Economists said the housing market had already built up the speed needed to hit the expected peak in house price growth of this cycle
House prices should rise at a slower rate because of new Government policies designed to help first-home buyers (FTBs), but anyone hanging out for a big crash could be disappointed, economists say.
The New Zealand Government announced on Tuesday that it was removing property investors’ ability to deduct mortgage interest from their rental income tax bill, extending the bright line test, lifting caps for First Home Loans and grants, and offering $3.8 billion to fund infrastructure.
The deductibility change in particular was expected to prompt investors to reassess their purchase plans.
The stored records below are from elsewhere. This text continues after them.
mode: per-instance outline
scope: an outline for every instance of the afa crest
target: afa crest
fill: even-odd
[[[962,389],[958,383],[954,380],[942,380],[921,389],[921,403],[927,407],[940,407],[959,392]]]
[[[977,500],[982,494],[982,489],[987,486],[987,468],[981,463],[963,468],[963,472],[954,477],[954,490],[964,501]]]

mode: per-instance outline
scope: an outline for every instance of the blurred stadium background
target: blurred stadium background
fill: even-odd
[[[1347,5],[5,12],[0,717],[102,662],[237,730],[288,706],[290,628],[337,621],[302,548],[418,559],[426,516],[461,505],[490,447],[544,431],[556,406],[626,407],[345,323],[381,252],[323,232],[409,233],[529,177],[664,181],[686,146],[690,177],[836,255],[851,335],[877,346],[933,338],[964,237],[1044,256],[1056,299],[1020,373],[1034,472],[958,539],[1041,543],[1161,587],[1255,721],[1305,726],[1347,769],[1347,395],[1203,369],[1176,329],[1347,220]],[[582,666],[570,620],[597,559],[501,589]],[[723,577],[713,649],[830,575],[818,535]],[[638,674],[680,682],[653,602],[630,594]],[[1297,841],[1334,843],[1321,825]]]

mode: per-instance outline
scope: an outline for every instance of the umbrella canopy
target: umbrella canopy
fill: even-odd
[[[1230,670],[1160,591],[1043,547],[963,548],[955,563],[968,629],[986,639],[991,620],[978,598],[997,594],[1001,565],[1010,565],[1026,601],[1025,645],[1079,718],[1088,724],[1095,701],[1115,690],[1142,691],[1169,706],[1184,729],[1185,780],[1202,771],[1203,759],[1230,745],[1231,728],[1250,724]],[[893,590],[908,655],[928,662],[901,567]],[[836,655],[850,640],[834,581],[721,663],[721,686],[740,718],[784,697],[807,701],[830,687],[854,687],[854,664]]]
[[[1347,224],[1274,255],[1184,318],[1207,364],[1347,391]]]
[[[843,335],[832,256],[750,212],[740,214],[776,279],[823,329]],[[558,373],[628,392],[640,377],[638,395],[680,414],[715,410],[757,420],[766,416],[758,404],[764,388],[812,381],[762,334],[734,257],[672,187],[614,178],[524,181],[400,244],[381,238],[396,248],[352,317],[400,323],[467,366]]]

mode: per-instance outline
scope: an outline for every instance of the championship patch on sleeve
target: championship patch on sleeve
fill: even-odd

Economists said the housing market had already built up the speed needed to hit the expected peak in house price growth of this cycle, which ANZ expects to be 27 per cent year-on-year (YOY) and Kiwibank nearly 30 per cent.
But ANZ’s chief economist, Sharon Zollner said the changes announced meant that might fall back to something “more normal” a bit faster than would otherwise be the case. We’re unlikely to see house price falls on the back of this, although the risk of that has increased.
She said house prices had been rising to the point where a fall seemed inevitable, anyway.
Zollner said the change to deductibility would prompt some investors to reassess their plans. It would “cool the heels” of anyone thinking about growing their portfolio, she said, which would mean less head-to-head competition between first-home buyers and investors at auctions.
Paul Conway, BNZ’s chief economist said “every little bit” would work to cool the housing market but this would not be sufficient to address the core problems. Other changes, such as work on the Resource Management Act, changes in the Auckland Unitary Plan and a reduction in population growth would also help.
There are reasons to think we will not see double-digit house price inflation going forward, he said.
Kiwibank chief economist Jarrod Kerr said the moves would take some heat out of the market. A slowdown in the second half of this year had already been expected due to the reintroduction of loan-to-value restrictions. Today is another kick to investors.
He said the deductibility change could mean a big bill for people with a large portfolio of investment properties, and could affect their ability to buy more. It will definitely cool the market from an investor point of view. Will it cause house prices falls? I don’t think so with the housing shortage we still have in place.